Wir erreichen eine fünf Meter hohe Mauer aus massiven, quaderförmigen Steinen. „Alles Scheiße, Scheppi“, ruft uns jemand von oben zu. Als wir bei Matze angelangt sind, befinden wir uns auf einem Parkplatz mit vielen Imbiss- und Getränkeständen, zig Souvenirläden und fliegenden Händlern. Von Machu Picchu noch immer keine Spur, denn vor uns liegt ein wahrscheinlich letzter Anstieg, der uns den Blick auf die terrassenförmig angelegte Ruine mit seinem markanten Hügel versperrt. Das Ziel unserer Wanderung sollte doch die Magie des Augenblicks sein, wenn wir die verwunschene Inkastadt nach den Qualen zum ersten Mal erblicken. Doch es ist rein gar nichts zu sehen. Dafür beginnt es leicht zu tröpfeln.
Günna icke Cusco
Das erste gemeinsame Bier schmeckt trotzdem fantastisch. Wir trinken es gierig in einem Zug. „Ach so. Auf Tante Käthe“, ruft Matze. Als Göte dazu stößt, lachen wir über sein fleckiges Gesicht. Außerdem blutet er aus beiden Nasenlöchern. „Schöne Scheißidee, Scheppert“, meckert er. Allmählich öffnet der Himmel seine Schleusen und ein Straßenhändler braucht uns nicht lange zu bitten, dass wir ihm Regenjacken abkaufen. Die Dinger sehen zwar aus wie übergroße Müllbeutel doch sie erfüllen ihren Zweck und kosten nur einen Dollar. Erst als Gary ein Foto von seinen deutschen Begleitern machen will, fällt uns auf, dass wir einen schwarzen, einen roten, und einen gelben Plastik-Müllsack erstanden haben. Wir stellen uns in der richtigen, schwarz-rot-goldenen Reihenfolge auf die Mauer, recken unser Bier in die Höhe und rufen „Auf Tante Käthe.“ Göte hat mittlerweile zwei Tempos in den Nasenlöchern. Gary drückt ab. Ein Bild für Götter!
Schwarz-rot-gold
In diesem Moment geschehen viele Dinge gleichzeitig. Jenna kommt völlig durchnässt den Berg hoch gehechelt. Er ist kalkweiß und ruft kopfschüttelnd: „Was für eine Dreckskacke, Scheppert!“ Dadurch bemerken wir gar nicht, dass hinter uns mehrere Menschen auf uns zustürmen. Es sind zwei peruanische Polizisten, ein kleiner Junge und eine etwa 60jährige aufgebrezelte Dame.
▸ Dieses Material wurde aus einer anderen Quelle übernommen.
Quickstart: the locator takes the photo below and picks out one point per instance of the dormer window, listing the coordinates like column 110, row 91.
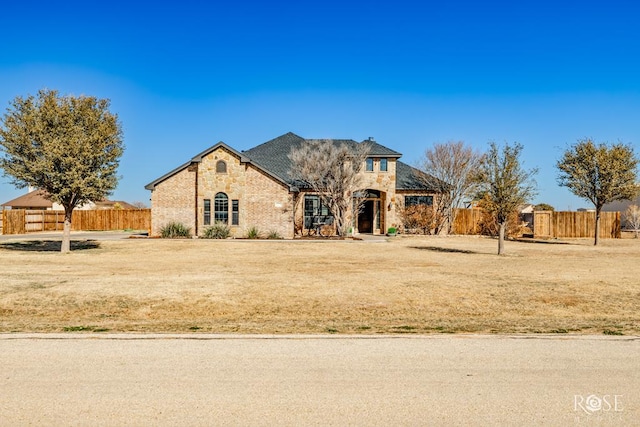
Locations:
column 221, row 166
column 369, row 164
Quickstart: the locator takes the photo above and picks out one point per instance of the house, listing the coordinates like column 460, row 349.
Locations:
column 37, row 200
column 254, row 188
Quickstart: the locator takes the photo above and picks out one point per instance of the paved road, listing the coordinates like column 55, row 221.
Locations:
column 386, row 381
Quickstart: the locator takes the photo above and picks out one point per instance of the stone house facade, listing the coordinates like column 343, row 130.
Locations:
column 253, row 188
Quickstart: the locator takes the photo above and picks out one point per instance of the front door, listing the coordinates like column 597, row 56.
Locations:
column 365, row 218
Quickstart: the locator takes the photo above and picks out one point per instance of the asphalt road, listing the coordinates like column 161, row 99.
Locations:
column 296, row 380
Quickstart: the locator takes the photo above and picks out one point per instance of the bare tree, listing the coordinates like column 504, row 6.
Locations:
column 505, row 184
column 333, row 172
column 632, row 218
column 139, row 204
column 454, row 166
column 68, row 146
column 599, row 173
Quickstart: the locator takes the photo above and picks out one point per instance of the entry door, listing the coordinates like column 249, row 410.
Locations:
column 365, row 219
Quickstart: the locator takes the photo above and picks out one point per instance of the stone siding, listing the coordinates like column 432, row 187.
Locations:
column 174, row 200
column 263, row 202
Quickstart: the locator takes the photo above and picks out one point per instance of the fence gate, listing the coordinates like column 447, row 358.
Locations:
column 542, row 224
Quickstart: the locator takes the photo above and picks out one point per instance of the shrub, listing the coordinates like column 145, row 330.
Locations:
column 274, row 235
column 175, row 230
column 218, row 230
column 253, row 233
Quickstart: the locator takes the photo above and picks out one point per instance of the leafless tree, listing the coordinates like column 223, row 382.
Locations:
column 454, row 166
column 632, row 218
column 333, row 172
column 600, row 173
column 505, row 184
column 139, row 205
column 68, row 146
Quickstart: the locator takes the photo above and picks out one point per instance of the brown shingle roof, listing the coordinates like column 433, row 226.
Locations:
column 34, row 199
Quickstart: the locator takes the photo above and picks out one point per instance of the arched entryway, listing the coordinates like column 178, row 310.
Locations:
column 371, row 215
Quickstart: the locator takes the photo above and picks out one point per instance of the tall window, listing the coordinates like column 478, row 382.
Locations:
column 369, row 164
column 207, row 212
column 312, row 210
column 417, row 200
column 221, row 208
column 221, row 166
column 235, row 213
Natürlich ist allen sofort klar, dass sie gekommen sind, weil wir hier so herum krakeelen. Doch der Knirps zeigt, böse blickend, nur auf mich. Die Oma in dem geblümten Kostümchen rennt sofort auf mich zu und schreit: „Where is the handbag?“ Ich schiebe sie vorsichtig von mir weg, schaue in die dunklen Augen des kleinen Kerls und erkenne ihn. Es ist der Dieb, dem ich – wenn auch unabsichtlich – die Beine gestellt hatte. Trotzdem begreife ich gar nichts. Doch Gary hat das gute rosafarbene Stück bereits in der Hand und beginnt der aufgeregten Amerikanerin zu erklären, was geschehen war. Wutschnaubend hört sie ihm zu und erklärt dann ihre Version. Beim Hinunterfahren mit dem Bus von Machu Picchu gibt es ein vermeintlich lustiges Spiel zwischen Touristen und der heimischen Dorfjugend. In die alte Handtasche des jeweiligen Jungen werden 5 Dollar gepackt und wenn dieser zu Fuß – also rennend – eher im Tal ist, als der Bus, bekäme er zur Belohnung das Doppelte der Summe gezahlt. Meist ist es so, dass die kleinen Flitzer – ähnlich, wie bei der Hase und Igel Geschichte – immer dann, wenn die Serpentinenstraße den kleinen Dschungelweg kreuzt, schon da wären und kurz dem Bus zuwinkten, bevor sie weitersprinteten. Wir hätten also nicht nur den armen Kerl bestohlen, sondern auch eine Rentnertruppe aus den USA um ein einmaliges Vergnügen gebracht. Die beiden Polizisten starren uns bedrohlich an.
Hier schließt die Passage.